Por que tenho que tecer amostras?
Fonte: Handwoven

Quando iniciei na tecelagem (há mais de 30 anos) eu me recusei a tecer amostras. Considerava o processo de amostragem um desperdício de material, dinheiro e tempo — mas não demorei muito para descobrir que não tecer amostras era um desperdício e um prejuízo ainda maior!

Certa vez comprei novelos de lã texturizada. Eram novelos recém lançados. Todo mundo estava tricotando blusas com lãs encaroçadas e eu resolvi usar o mesmo tipo de fio, só que no tear. Teci um cachecol. Ficou lindo!

Porém, depois de lavado meu cachecol encolheu tanto que mais parecia uma gravata. Neste dia aprendi lições valiosas:

  • nunca suponha que todos os fios se comportam da mesma maneira;
  • compre sempre fio a mais;
  • teça amostras para evitar surpresas desagradáveis.

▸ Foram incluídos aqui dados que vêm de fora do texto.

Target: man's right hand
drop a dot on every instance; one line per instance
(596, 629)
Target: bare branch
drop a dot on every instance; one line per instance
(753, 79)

Existem duas formas de tecer amostras.

A primeira é adicionar comprimento extra ao seu urdume para que você possa tecer de 15 a 25 centímetros para testar ajuste, batida, cores, tensão do urdume, etc.

Esta forma de tecer amostras poderá atender a quase todos os tipos de projetos de tecelagem. Mas… e se você não for capaz de realizar uma amostra satisfatória nesses 15 a 25 centímetros? E se você precisar tecer uma nova amostra? E se essa nova amostra ainda não ficar de seu agrado? Vai fazer o quê?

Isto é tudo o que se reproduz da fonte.